Upaya legalisasi tersebut kemudian mendorong kontribusi
regionalisme terhadap globalisasi dan integrasi pasar-pasar global dalam
dilihat dalam dua cara pandang.[1]
Jika regionalisme itu mendorong adanya peningkatan dalam upaya integrasi
kawasan ke arah yang lebih luas, dimana tidak ada kebijakan yang mengganggu
masuknya produk asing ke suatu negara. Dengan demikian hal itu akan mendorong
terbentuknya integrasi ke arah pasar global.
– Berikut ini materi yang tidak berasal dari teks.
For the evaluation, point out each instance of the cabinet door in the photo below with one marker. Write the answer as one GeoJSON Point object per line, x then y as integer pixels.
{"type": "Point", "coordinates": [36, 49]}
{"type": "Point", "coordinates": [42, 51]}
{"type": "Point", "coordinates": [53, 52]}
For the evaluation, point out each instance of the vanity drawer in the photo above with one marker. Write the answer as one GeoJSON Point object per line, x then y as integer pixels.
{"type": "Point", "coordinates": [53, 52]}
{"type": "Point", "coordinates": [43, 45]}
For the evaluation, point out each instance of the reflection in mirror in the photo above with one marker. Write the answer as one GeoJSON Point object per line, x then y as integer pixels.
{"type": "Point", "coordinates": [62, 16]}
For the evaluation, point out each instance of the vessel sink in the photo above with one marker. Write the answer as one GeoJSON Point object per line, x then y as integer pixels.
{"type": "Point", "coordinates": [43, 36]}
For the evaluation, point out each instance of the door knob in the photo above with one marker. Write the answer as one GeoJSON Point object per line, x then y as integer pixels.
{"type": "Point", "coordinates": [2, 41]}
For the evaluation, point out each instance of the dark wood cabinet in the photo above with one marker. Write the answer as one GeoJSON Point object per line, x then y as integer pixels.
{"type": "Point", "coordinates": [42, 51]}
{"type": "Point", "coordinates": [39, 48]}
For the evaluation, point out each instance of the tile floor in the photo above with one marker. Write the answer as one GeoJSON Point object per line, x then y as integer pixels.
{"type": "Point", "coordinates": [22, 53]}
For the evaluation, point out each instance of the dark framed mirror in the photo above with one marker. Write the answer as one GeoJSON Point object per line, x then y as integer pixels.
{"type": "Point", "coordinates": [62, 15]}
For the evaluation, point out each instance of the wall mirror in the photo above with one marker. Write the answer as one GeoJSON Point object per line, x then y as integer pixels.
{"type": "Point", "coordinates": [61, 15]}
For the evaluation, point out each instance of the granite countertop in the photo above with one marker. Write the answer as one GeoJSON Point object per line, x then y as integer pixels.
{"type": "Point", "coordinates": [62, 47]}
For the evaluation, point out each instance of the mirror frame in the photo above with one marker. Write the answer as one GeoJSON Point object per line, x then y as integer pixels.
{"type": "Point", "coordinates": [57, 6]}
Jika kondisi itu dipenuhi, maka
regionalisme dapat dipahami sebagai upaya untuk mendorong ke arah globalisasi
ekonomi yang lebih baik.
Selanjutnya, jika kondisi diatas justru menimbulkan
kebalikannya, dimana regionalisme diarahkan hanya demi kepentingan
negara-negara anggota melalui kebijakan proteksionisme dan diskrimasi terhadap
negara-negara lain, maka regionalisme akan sangat berpengaruh buruk terhadap
perkembangan globalisasi ekonomi. Sebab, cara seperti itu hanya akan
menciptakan kesenjangan antar negara, sehingga yang diuntungkan hanya negara powerful.
Meskipun demikian, regionalisme memiliki sisi lain yang
dapat mendorong ke arah integrasi ekonomi global. Pertama, seperangkat aturan main yang menjadi kesepakatan para
anggotanya, secara otomatis akan mempermudah dalam penyeragaman kebijakan bagi
negara anggota lainnya dan hal itu akan mendorong ke arah integrasi global
(globalisasi). Meskipun hal itu mungkin saja kurang tepat, karena pada dasarnya
setiap negara akan berlomba-lomba untuk mendapatkan kpentingan nasionalnya, dan
cenderung mengorbankan perjanjian yang tidak menguntungkan negaranya. Kedua, globalisasi akan sulit untuk
diprediksi jika persyaratan pertama di atas tidak terpenuhi sebagai akibat dari
beragamnya kepentingan yang bermain dalam arena regionalisme itu sendiri.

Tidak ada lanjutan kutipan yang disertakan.